Discussion: How should we present the data

jm-rivera commented 1 year ago

There are a variety of ways to group/organise and present the data.

Should our visualisations be:

At country level
Based on income, regional, or other groupings
A combination (how/which)

What would be most helpful?

If grouped, are we happy to use group median values?

If grouped, we would need to 'stabilise' groups somehow (in case the time series have gaps). This could be done by:

establishing a minimum threshold for inclusion (data available for x% of years).
In order to minimise lost data, we could interpolate if data is missing for certain years ('inner' so only creating linear interpolations between two known values).

nupur-parikh commented 1 year ago

Is it possible to do a combo/all three of the following groups:

Africa (total)
country level for all African countries
Income group

I think some version of all three would be most helpful, but I'm not sure what the data allows for, are there enough countries with available data for this.

nupur-parikh commented 1 year ago

As for the grouping, can you explain to me again what the drawbacks of using median values are? And what is best practice for an analysis like this, if there are any? I'm not sure I fully understand the pros/cons of doing something like this is?

jm-rivera commented 1 year ago

Is it possible to do a combo/all three of the following groups:

Africa (total)

country level for all African countries

Income group

I think some version of all three would be most helpful, but I'm not sure what the data allows for, are there enough countries with available data for this.

Yes I think that should be possible indeed. though see my next comment about some of the groups.

jm-rivera commented 1 year ago

As for the grouping, can you explain to me again what the drawbacks of using median values are? And what is best practice for an analysis like this, if there are any? I'm not sure I fully understand the pros/cons of doing something like this is?

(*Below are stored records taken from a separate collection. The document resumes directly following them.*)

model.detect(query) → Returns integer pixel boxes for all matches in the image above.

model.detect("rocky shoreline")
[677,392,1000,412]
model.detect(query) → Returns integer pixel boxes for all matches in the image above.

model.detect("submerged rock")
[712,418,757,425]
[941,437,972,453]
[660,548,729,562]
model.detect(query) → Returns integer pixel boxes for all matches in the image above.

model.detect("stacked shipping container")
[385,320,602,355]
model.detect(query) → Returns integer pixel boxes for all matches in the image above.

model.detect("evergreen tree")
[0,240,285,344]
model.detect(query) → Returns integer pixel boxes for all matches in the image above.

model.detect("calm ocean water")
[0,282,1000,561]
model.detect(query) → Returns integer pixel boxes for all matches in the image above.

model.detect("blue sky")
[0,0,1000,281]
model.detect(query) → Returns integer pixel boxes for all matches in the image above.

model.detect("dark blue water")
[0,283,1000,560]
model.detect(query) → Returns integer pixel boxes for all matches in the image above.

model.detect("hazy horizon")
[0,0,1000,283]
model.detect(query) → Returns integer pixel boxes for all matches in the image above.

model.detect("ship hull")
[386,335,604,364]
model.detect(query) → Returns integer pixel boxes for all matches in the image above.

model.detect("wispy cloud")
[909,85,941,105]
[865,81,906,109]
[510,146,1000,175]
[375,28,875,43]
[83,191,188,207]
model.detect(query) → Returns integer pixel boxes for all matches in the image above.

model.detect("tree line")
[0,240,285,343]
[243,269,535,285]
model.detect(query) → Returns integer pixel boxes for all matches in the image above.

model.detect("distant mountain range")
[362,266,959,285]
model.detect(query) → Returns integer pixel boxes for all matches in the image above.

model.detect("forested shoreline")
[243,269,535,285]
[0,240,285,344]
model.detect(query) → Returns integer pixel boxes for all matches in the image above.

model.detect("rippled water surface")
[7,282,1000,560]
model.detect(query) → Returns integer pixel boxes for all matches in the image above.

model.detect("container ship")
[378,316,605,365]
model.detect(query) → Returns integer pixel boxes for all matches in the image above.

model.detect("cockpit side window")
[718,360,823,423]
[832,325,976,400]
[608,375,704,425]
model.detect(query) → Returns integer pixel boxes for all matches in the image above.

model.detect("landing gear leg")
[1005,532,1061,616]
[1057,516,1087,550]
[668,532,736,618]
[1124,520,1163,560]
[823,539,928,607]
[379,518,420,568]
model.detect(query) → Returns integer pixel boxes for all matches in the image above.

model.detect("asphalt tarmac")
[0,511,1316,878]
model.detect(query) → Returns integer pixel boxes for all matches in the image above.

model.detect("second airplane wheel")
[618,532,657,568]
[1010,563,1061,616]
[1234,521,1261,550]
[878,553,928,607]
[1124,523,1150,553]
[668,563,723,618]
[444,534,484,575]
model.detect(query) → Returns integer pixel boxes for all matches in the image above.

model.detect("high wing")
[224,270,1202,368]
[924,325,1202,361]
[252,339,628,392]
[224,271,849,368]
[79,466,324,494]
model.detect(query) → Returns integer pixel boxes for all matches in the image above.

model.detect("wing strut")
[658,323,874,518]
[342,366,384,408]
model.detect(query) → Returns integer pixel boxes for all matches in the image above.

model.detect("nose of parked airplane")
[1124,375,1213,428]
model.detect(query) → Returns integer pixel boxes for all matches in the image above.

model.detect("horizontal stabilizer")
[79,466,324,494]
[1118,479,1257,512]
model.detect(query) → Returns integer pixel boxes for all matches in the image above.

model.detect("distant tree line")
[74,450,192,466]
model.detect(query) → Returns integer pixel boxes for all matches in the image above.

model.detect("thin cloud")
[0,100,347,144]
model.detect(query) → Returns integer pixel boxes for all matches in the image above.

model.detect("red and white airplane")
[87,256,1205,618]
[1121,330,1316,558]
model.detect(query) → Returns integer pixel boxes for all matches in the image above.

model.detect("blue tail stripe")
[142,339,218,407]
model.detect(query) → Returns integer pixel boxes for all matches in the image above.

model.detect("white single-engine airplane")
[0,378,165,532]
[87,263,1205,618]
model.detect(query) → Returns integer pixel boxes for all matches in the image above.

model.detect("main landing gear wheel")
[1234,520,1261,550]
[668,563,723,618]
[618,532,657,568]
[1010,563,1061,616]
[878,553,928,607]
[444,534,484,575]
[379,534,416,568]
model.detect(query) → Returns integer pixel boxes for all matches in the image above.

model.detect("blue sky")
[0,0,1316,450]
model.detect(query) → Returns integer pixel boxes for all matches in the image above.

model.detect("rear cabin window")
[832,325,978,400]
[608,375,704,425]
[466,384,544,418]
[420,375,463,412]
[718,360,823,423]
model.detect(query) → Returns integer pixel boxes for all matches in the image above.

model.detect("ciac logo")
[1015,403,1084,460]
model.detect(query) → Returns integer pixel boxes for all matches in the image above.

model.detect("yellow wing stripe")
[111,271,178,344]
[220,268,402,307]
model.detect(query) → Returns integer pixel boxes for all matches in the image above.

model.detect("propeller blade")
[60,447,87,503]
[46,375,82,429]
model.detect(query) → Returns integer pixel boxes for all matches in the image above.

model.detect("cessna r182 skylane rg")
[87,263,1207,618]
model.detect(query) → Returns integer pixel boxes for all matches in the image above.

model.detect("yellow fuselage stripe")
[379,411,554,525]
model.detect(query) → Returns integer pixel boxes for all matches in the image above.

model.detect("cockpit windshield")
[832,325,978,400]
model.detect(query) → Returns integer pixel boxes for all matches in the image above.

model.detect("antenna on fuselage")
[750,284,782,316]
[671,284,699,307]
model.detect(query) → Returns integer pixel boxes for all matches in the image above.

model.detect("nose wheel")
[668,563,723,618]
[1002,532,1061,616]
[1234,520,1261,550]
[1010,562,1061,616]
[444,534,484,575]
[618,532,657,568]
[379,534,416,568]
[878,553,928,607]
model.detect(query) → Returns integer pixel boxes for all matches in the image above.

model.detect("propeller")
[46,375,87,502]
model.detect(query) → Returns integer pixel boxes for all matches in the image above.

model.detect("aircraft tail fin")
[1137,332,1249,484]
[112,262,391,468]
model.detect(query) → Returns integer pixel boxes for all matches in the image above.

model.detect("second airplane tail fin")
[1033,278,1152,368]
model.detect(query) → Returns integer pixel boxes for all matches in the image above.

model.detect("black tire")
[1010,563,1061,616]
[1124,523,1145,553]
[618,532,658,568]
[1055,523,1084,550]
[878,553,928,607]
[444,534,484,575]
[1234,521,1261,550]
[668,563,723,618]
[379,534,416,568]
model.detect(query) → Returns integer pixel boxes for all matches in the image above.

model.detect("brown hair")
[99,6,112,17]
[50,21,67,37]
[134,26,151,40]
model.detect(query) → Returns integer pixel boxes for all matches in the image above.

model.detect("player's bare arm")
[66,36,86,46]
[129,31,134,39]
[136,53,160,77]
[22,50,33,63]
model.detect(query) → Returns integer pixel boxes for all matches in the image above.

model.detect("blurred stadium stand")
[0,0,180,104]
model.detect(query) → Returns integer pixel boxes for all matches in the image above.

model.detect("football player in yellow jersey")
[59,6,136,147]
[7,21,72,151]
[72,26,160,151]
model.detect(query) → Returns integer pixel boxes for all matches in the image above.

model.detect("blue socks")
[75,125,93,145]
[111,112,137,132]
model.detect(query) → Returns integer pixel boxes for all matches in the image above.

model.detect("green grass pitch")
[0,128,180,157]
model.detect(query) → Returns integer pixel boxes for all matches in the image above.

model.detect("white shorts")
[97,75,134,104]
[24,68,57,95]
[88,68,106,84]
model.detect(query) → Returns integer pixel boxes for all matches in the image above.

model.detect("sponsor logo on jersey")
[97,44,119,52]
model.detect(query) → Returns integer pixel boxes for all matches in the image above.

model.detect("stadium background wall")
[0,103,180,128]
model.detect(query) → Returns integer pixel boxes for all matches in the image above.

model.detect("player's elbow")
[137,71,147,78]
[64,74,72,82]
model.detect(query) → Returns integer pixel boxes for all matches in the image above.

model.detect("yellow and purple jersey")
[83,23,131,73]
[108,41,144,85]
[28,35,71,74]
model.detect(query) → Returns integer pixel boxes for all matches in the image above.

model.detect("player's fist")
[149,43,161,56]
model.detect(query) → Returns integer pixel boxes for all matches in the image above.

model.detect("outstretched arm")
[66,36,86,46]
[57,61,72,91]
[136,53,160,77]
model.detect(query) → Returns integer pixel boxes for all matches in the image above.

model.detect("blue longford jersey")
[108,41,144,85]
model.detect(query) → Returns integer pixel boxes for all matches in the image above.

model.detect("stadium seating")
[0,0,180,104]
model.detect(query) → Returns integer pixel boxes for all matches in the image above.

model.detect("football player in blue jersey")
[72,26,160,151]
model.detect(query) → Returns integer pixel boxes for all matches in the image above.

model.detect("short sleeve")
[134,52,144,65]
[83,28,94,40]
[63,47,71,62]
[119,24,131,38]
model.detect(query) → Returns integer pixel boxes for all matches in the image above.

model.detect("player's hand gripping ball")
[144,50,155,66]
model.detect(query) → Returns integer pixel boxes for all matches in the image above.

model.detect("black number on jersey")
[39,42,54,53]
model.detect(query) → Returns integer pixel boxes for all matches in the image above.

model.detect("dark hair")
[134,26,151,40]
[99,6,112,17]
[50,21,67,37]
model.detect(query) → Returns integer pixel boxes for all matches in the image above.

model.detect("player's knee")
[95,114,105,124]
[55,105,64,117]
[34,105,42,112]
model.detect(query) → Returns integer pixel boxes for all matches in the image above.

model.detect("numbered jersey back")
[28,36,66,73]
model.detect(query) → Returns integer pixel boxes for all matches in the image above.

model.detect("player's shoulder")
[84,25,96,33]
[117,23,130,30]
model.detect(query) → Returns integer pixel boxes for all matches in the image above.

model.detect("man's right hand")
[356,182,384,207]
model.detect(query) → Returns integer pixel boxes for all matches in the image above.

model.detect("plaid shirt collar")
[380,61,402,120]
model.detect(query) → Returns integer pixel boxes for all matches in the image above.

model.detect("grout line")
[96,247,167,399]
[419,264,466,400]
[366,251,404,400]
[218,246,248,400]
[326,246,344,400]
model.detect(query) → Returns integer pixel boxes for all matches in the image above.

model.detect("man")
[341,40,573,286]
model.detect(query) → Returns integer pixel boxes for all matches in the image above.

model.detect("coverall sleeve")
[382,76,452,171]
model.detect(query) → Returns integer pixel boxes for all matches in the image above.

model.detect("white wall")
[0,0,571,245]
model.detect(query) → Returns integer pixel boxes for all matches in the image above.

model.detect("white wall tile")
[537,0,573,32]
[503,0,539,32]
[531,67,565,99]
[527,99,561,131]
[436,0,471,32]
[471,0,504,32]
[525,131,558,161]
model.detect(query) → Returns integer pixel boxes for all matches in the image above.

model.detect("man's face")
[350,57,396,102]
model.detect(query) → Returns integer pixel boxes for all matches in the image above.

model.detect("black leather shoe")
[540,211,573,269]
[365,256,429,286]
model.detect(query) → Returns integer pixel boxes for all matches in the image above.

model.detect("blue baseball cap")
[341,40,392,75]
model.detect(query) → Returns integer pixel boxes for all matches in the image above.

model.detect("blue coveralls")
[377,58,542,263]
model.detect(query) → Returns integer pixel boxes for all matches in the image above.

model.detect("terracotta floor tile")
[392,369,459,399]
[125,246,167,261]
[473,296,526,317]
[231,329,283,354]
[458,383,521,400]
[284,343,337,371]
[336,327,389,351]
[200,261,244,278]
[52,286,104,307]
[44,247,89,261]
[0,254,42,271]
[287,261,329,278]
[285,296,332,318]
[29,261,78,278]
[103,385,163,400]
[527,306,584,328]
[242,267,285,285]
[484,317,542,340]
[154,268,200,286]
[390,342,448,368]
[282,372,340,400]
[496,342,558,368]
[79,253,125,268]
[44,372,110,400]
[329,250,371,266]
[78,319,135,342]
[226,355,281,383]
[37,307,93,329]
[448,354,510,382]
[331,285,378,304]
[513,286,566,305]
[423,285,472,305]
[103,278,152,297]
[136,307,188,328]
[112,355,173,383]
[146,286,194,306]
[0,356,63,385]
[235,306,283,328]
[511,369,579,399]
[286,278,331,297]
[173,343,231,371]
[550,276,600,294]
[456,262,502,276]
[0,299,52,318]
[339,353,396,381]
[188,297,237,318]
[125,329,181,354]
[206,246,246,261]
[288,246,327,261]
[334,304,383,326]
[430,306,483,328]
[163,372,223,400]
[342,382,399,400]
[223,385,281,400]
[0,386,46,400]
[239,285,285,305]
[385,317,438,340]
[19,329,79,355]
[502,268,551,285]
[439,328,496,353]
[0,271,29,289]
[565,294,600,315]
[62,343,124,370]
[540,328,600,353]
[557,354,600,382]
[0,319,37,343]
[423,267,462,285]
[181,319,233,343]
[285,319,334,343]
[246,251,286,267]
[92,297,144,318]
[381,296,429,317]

The main issue with groups is one of missing data.

When looking at time series data, you want to make sure that the changes you observe over time are indeed true in the underlying data, and not created by things like missing data.

When looking at an individual country, it's easier to deal with things like that: either a data point is missing or it isn't. So you either show it or you don't (or you impute it somehow).

However, it is trickier when looking at groups. For example, your group may have 20 countries in it. And it may be that data for all 20 countries is available in several years. But it may also be that in other years, data is only available for (for example) 15 countries or so, and the 5 missing countries aren't the same every year. If we were to just add the 'available data' for the group and present it as totals for that group for each year, the danger would be that the amounts could be higher or lower simply because we sometimes have data for more or less countries.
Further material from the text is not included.